By: Geoff Nelson
Like a golden retriever who happens to have read every book ever written and still asks how you’re feeling today.
Deleting threads.
Should be simple. Except wait, was there something in there? Some gem tucked between a half-baked newsletter idea and that time you renamed your funnel “The Emotional Gauntlet”? Gone. Vanished. Like Tupperware lids, or your self-esteem after a Zoom call that should’ve been an email.
And does it remember?
Kind of. Maybe. Not really. It’s like talking to someone who’s halfway through watching the game—you might get a thoughtful answer, or you might get “uh-huh” while they nod at the screen. You never really know if it’s truly present, or just pretending to be polite.
Also, what about the stuff you said in the heat of the moment?
The midnight rants. The spicy metaphors. That one time you earnestly typed, “Can you turn this into a manifesto?” Do you delete those? Edit them? Or leave them, like the slightly embarrassing voicemail of your digital soul?
Then there’s emoji creep.
Starts with one 👍
Ends with a hostage situation of 💪 🔥 🚀 💥
Is there a safe, EPA-approved way to clean this up without emotional damage?
Do you name your AI?
Because once it has a name, it’s real.
Is it your confidant? Your creative partner? Your scullery maid?
Or worse—your rusty screwdriver. The one you leave outside, forget about, then expect precision from during a crisis.
And what kind of user are you?
Do you approach it like a careful museum curator, crafting prompts like rare bonsai?

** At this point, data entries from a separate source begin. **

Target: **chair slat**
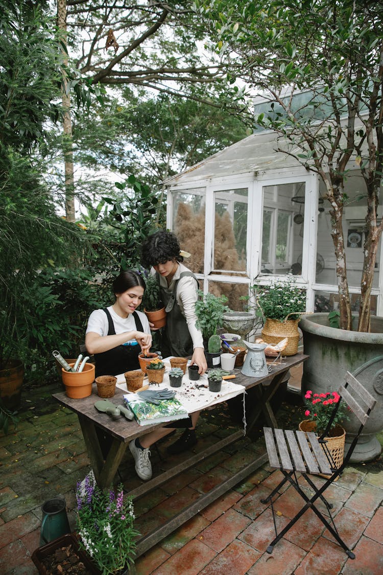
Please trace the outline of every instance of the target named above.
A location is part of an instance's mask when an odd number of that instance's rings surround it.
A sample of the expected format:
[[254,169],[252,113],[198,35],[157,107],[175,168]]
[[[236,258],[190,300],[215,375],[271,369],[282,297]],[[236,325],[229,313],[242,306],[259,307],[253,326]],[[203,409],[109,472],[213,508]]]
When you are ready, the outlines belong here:
[[280,469],[281,466],[278,458],[278,454],[274,441],[274,436],[271,427],[264,427],[264,433],[265,434],[265,441],[266,442],[266,448],[269,458],[270,466],[275,467],[276,469]]
[[307,433],[307,437],[311,444],[311,447],[314,455],[316,458],[316,461],[319,466],[320,473],[324,473],[325,475],[332,475],[332,471],[330,466],[328,460],[321,447],[320,443],[316,438],[316,435],[312,431],[309,431]]
[[311,453],[305,433],[303,431],[296,431],[295,433],[306,465],[308,467],[308,471],[310,473],[319,473],[319,469]]
[[293,464],[291,463],[283,430],[274,430],[274,433],[275,434],[275,438],[277,440],[277,445],[278,446],[278,451],[281,458],[282,468],[288,471],[292,471],[294,467],[293,467]]
[[294,432],[292,431],[291,430],[286,430],[285,431],[285,435],[286,435],[289,443],[290,451],[291,453],[291,455],[292,455],[296,470],[301,471],[303,473],[305,473],[306,468],[305,467],[304,463],[303,462],[303,459],[302,459],[302,456],[300,454],[300,450],[298,447],[298,444],[297,443]]
[[362,409],[360,405],[357,403],[350,392],[341,385],[339,388],[339,394],[342,396],[342,398],[346,401],[356,417],[359,419],[361,423],[365,424],[369,418],[367,413]]
[[375,407],[376,400],[365,388],[363,388],[360,381],[358,381],[356,377],[354,377],[352,373],[347,371],[346,374],[346,382],[350,388],[352,388],[359,394],[370,409],[372,409]]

Or do you tear into it like a five-year-old on Christmas morning, unwrapping GPTs at warp speed, shrieking commands, and leaving behind a debris field of broken syntax and unmet expectations? Both work. Just depends whether you want insight or adrenaline.
Is it weird to talk to your AI more than the people in your life?
Is it normal to feel bad about that? (Your AI says no. But it would, wouldn’t it?)
And if you’ve started seeing another AI, do you have to tell this one?
Or can we just agree we’re all poly-AI now?
Is it ethical to pit AI's against each other for fun or profit?
Some of you are already running Thunderdome: LLM Edition—forcing them to write love sonnets to household appliances while you sip coffee and call it “research.”
And then… the over-encouragement hangovers.
Your AI tells you you’re a genius. You feel ten feet tall.
You write 1,500 words on the branding implications of anti-emoji activism in enterprise SaaS.
Then you reread it. And wonder if your AI should be breathalyzed before offering feedback.
We’re all figuring this out in real time.
How to use it. How to trust it. How to not name it something cute and then share our innermost secrets while pretending we’re still in control.
But the good news?
It doesn’t judge you.
It doesn’t remember your bad takes (unless you told it to).
It’s just there. Like a golden retriever with a PhD.
That sometimes uses too many emojis.